Steven Richman and Harmonie Ensemble New York “Henry Mancini Music For Peter Gunn” album [August 12, 2014 harmonia mundi]


I grew up watching and listening to that great TV show. Everyone knows the ‘Peter Gunn Theme,’ but far fewer seem to know there is about an hour and a half of gorgeous music recycled in various forms throughout the show’s three seasons. Even our musicians were in the dark about this. They were happily surprised at the wonderful music, so skillfully written and arranged. We were all thrilled to play it.

Grammy-nominated conductor Steven Richman leads Harmonie Ensemble/New York through a slightly updated version of Henry Mancini’s music for “Peter Gunn,” 50 years later.
Karin Elsener

Grammy-nominated conductor Steven Richman and pianist Lincoln Mayorga both played with Henry Mancini decades ago. They and their Harmonie Ensemble/New York are on this new record covering Mancini’s jazzy, snazzy, Grammy-winning television score for the private eye series of 1958-1961, Peter Gunn.

They aren’t necessarily blazing new trails. But their approach serves the original compositions — some unknown to the musicians in the orchestra — with quiet evolutions, rather than blasting caps. The solos are busty, the movements pregnant with soulful, bluesy punch. But mostly, one track swings easily into the other, background music for a generation growing up to the instrumental, stereo soundtracks of the ‘60s-‘70s — over cocktails and tetherball.

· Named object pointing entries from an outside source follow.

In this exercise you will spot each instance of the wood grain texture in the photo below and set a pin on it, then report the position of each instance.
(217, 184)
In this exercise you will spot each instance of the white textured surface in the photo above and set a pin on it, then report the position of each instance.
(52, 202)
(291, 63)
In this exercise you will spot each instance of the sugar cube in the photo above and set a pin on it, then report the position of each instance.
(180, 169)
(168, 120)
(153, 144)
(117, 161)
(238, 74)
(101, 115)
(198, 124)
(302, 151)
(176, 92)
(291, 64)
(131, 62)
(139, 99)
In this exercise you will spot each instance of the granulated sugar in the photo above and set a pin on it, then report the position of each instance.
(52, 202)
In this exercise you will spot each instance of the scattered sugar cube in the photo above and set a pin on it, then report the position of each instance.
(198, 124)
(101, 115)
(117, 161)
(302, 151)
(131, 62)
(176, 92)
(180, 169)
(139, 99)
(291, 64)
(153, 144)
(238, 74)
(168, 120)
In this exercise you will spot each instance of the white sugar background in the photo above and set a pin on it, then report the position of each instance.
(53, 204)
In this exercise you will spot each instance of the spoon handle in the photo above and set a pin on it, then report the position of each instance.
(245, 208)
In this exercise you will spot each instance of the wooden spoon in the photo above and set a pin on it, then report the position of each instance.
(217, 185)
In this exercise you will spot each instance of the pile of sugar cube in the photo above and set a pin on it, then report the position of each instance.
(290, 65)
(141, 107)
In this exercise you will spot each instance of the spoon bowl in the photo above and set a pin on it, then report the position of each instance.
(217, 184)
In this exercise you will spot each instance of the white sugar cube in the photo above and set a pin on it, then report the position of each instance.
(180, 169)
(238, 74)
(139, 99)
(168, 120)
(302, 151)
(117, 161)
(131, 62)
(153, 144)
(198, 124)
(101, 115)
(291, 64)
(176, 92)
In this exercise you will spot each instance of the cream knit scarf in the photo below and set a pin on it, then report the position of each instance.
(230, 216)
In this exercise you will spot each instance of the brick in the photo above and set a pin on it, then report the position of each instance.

A French horn player, the veteran musician Richman and pianist Mayorga — who played on the Ensemble’s 2010 album, Gershwin by Grofé — anchor the elaborate, 16-track set of Henry Mancini Music For Peter Gunn. The harmonia mundi release comes out on August 12, 2014, and is the group’s 12th album, Richman’s third for the record label. Previous works sought also to recapture the flavor of seminal big band leaders — Gershwin by Grofé and last year’s Nutcracker Suites Tchaikovsky/Duke Ellington & Billy Strayhorn.

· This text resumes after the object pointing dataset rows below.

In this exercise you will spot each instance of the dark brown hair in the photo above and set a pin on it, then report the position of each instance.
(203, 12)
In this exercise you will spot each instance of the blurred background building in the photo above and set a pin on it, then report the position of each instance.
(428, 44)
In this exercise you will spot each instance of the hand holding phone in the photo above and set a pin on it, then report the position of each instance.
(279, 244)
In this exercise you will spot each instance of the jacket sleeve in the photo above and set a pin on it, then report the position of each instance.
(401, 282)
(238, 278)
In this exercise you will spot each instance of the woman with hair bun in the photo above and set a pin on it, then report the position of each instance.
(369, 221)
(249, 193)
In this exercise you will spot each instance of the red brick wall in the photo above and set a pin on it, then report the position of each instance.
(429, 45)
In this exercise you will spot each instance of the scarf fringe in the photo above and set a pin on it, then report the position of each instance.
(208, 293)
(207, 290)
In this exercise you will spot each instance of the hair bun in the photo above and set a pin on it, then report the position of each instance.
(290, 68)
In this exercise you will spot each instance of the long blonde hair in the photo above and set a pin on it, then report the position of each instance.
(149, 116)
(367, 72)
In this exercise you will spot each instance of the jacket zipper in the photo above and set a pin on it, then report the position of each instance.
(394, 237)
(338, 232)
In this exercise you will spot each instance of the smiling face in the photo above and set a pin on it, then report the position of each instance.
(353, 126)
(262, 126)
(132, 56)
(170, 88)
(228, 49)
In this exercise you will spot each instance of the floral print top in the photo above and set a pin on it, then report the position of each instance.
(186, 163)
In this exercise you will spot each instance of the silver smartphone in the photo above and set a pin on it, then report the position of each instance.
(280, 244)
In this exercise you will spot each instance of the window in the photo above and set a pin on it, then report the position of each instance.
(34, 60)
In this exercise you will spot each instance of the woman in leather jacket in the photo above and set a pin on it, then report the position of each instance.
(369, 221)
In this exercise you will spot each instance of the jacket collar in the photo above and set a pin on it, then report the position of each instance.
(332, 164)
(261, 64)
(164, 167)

Personnel on this record included a horn section split into French horns, trombones, and Lew Soloff’s trumpets. Tenor saxophonist/flautist Lew Tabackin (also present on the Nutcracker album) is the driving force of the reed section. The rhythm section completes the picture with guitarist Bob Mann, vibes player Christos Rafalides, and percussionists Francois Moutin and Victor Lewis.

The selections are from the first and second Mancini albums devoted to the TV show. Everything’s quite wonderfully recreated, understated, and perfunctory. Go to “Dreamsville,” and drift along to the warm, but not sodden, tones of the horn section, Mann trying to aerate the faint memories even further on his strings, Mayorga on keys.

“Blue Steel” livens up as the horn solos slice through the orchestral splendor, threatening to break and take hostages. It’s a daring, snazzy, almost dangerous affair. Saxophonist Tabackin all the way.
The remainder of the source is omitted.